Paride Bisirri fa parte dell’HC Monteprandone da quando aveva 16 anni e dopo aver fatto tutta la trafila del settore giovanile ha esordito in prima squadra e ha giocato fino a 44. Ora ricopre il ruolo di dirigente ma anche di direttore sportivo della prima squadra oltre che di coordinatore della comunicazione della stessa. «La pallamano è nata a Monteprandone negli anni ’70 – esordisce Bisirri – e io ho iniziato a giocare quando già la società si era trasferita a San Benedetto in quanto Monteprandone non aveva un palazzetto adeguato per poi farvi ritorno nel 2005. Sono partito dalle giovanili poi ho disputato campionati di Serie C, Serie B e a San Benedetto siamo arrivati fino alla A2, riconquistata poi dopo il ritorno a Monteprandone. Alcuni dei miei compagni di squadra fanno parte della società insieme a me».
Che bilancio si può fare di questa prima parte di stagione?
«Un bilancio positivo in quanto non ci aspettavamo di stare a metà classifica in un campionato così impegnativo. Quando abbiamo vinto la Bronze sapevamo tutti che saremmo approdati in un torneo che ci avrebbe messo a dura prova. La soddisfazione è anche aver avuto un seguito di pubblico sempre crescente con intere famiglie che vengono al palazzetto ma anche sentir parlare di pallamano al di fuori dei confini comunali di Monteprandone. Questo testimonia che l’HC Monteprandone non sta crescendo solo dal lato sportivo ma anche da quello dei consensi e della visibilità e ringraziamo tutti gli sponsor che ci danno una mano.
Se devo citare alcune partite in particolare dico che abbiamo conquistato quattro punti contro Palermo e », in Sicilia, che non pensavamo di portare a casa. Probabilmente il rammarico è la sconfitta contro il Teramo, una gara che avevamo incanalato bene poi gli infortuni di un paio di ragazzi ci ha penalizzato. Debbo riconoscere comunque che il Teramo ha fatto la sua partita e a noi ci è mancata quella brillantezza che abbiamo avuto in altre gare».
Quale può essere l’obiettivo stagionale?
«L’obiettivo dichiarato dalla società ad inizio campionato è la salvezza poi, visto che abbiamo una squadra che ha dimostrato di giocarsela con tutti e magari con qualche integrazione in rosa per far fronte ai vari infortuni, lo stesso potrebbe cambiare e diventerebbe quello di toglierci qualche soddisfazione in più.

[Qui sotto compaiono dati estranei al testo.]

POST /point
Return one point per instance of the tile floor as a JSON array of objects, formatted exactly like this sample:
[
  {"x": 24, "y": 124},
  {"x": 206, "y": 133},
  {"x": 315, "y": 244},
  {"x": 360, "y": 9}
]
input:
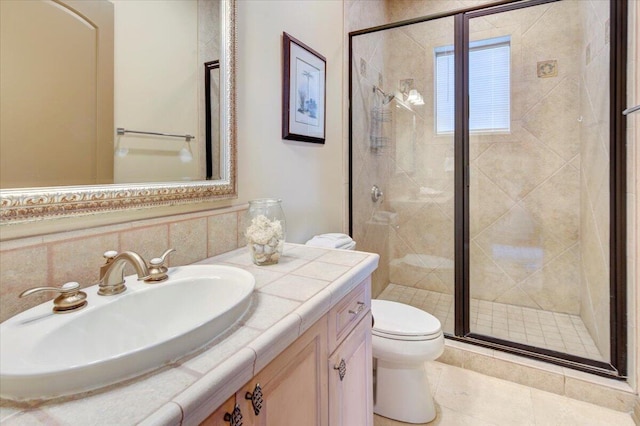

Abbiamo avuto l’infortunio di Di Girolamo che è stato un brutto colpo per noi e magari cercare di permettergli di recuperare con calma inserendo una persona di spessore, sarebbe tutto di guadagnato. Vedremo se la trattativa che abbiamo intavolato andrà a buon fine».
Da quest’anno avete deciso di partecipare al campionato di Serie B con una seconda squadra.
«La Serie B è stato un esperimento che abbiamo voluto fare da quest’ anno per far giocare i ragazzi che hanno poco spazio in prima squadra e anche quei giovani che negli anni scorsi facevano parte dell’Under 18 e Under 16. Dopo un inizio sofferto nelle ultime gare ci hanno dato grosse soddisfazioni e anche qui il bilancio non può essere che positivo.
Giocare un vero campionato ti dà quell’adrenalina e ti mette quelle responsabilità che non posso che fare bene nel processo di crescita. Il progetto è quello di creare un settore giovanile che possa portare un ricambio di giocatori nel tempo».
Il campionato di Serie A Silver ripartirà tra circa un mese con una gara casalinga.
«Si quando ricomincerà il campionato, giocheremo in casa contro Benevento che è una squadra attrezzata che lotta per salvarsi come noi ma sono sicuro che faremo bene al Colle Gioioso che è stato violato solo dal Camerano, formazione secondo me attrezzata per il salto di categoria. Gestire una sosta di due mesi non è facile ma abbiamo trovato ragazzi molto disponibili e comunque stiamo organizzando delle amichevoli per non far perdere troppo il ritmo partita».